Miss Coote (ricanant, de plus en plus excitée). — C'est cela, appelez votre mère, elle viendra bien vite à votre secours. Ah! Ah! elle ne supposait guère de quelle façon je vous guérirais quand votre papa m'a laissée carte blanche pour vous punir à mon gré… Cinq… six… sept…
Elle continue à compter en fouettant la pauvre fille sur les fesses et les cuisses, traçant à chaque coup de nouveaux sillons dans la chair gonflée. Les spectateurs sont vivement émotionnés et semblent jouir de la vue du sang de Selina perlant en fines gouttelettes qui roulent jusque sur ses bas et même sur le parquet.
La victime n'est pas assez vigoureuse pour supporter longtemps ce traitement.
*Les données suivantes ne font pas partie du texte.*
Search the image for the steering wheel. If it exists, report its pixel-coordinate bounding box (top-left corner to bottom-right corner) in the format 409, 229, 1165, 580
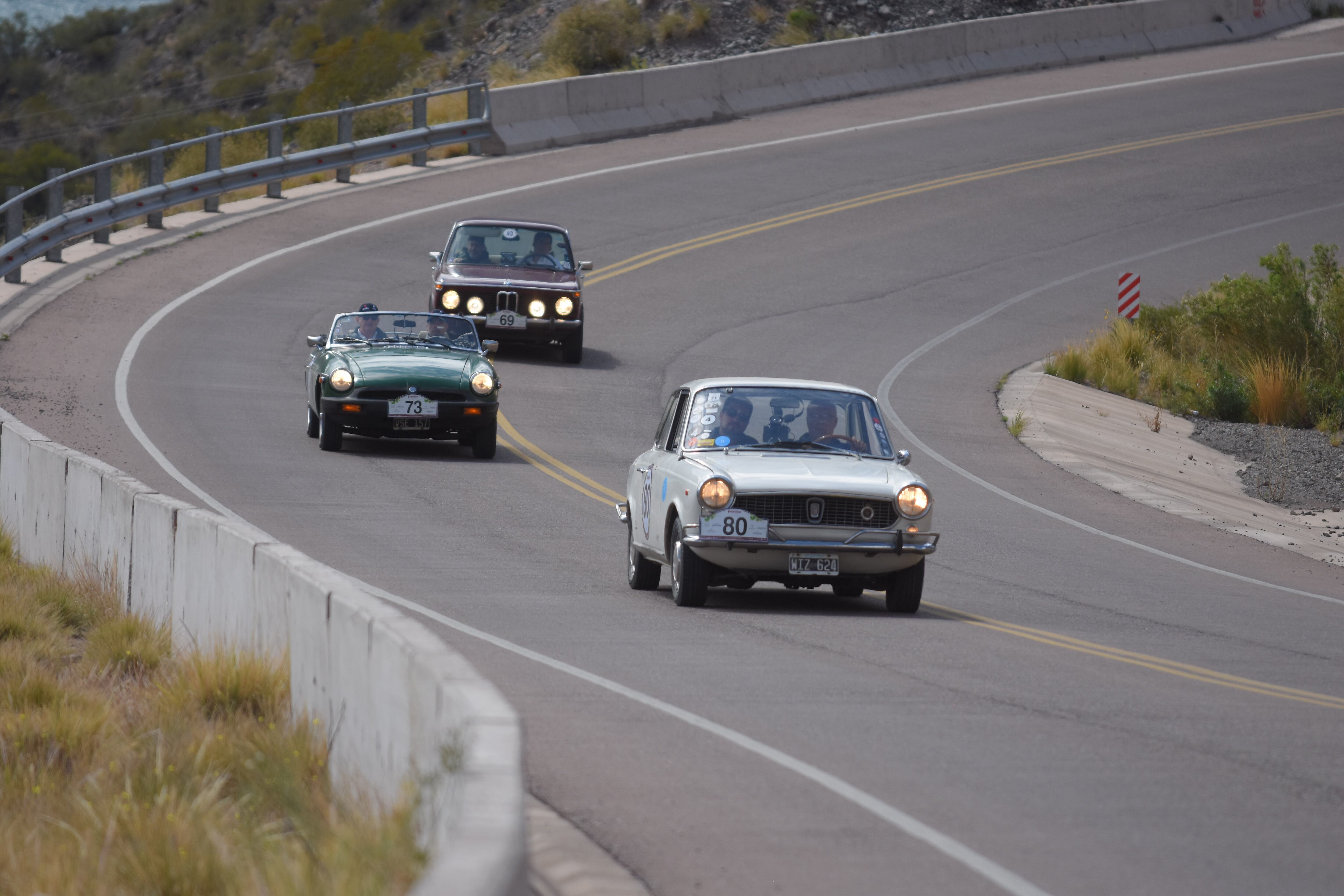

Sa tête se penche, ses cris et ses gémissements deviennent de plus en plus faibles, enfin, elle tombe en défaillance et la verge s'arrête après le vingt-deuxième coup.
Miss Coote, hors d'haleine de s'être ainsi démenée, se laisse tomber sur un sofa près de son amie Laura qu'elle étreint amoureusement en lui décrivant les sensations aiguës qu'elle a éprouvées durant l'opération ; les joues empourprées de Laura, ses grands yeux bleus, brillant d'un feu étrange, montrent qu'elle partage ces sensations. Mlle Fosse et les servantes étendent Selina sur le parquet et lui aspergent la figure avec de l'eau, tandis que l'une d'elles l'évente activement. Elles épongent avec de l'eau salée son postérieur lacéré, sous cette cuisante lotion elle revient un peu à elle. « Où suis-je? » balbutie-t-elle d'une voix étouffée. « Oh! je me souviens! Miss Coote m'a haché le derrière! Oh! Oh! Ah! Il me brûle affreusement. »
On lui ingurgite alors quelques cuillerées de cordial qui la raniment tout à fait, mais pour mieux sentir les souffrances qu'elle endure.
Miss Coote. — Et maintenant, pour en finir, Mary, allez dans la cuisine chercher le pot que vous savez et le sac de plumes.
Selina (affolée). — Oh! N'est-ce donc pas fini? Quelles tortures me réservez-vous donc encore?
Miss Coote. — Voici, nous ne vous ferons pas languir, ceci va panser vos plaies et empêcher les mouches de s'y mettre par la chaleur que nous avons.
Et tandis que Selina est maintenue debout, Mademoiselle ayant trempé un pinceau dans le pot de goudron liquide que lui tend Mary, en badigeonne l'infortunée victime sur le postérieur entier, sur le bas du ventre, à l'intérieur des cuisses et même dans la raie des fesses sans s'inquiéter de la barbarie de ce procédé. Selina pousse des hurlements de honte et de souffrance et s'écrie : « Ah! Cela est pire que tout le reste, vous m'écorchez, la peau s'arrache! » Et elle se tortille comme un serpent qu'on écrase.
Miss Coote (ricanant). — Au contraire, ma petite amie, c'est un vrai pansement que je vous applique. Et quand nous vous aurons enduite de bonnes plumes bien chaudes, je suis sûre que vous n'aurez jamais éprouvé tant de bien-être de toute votre vie.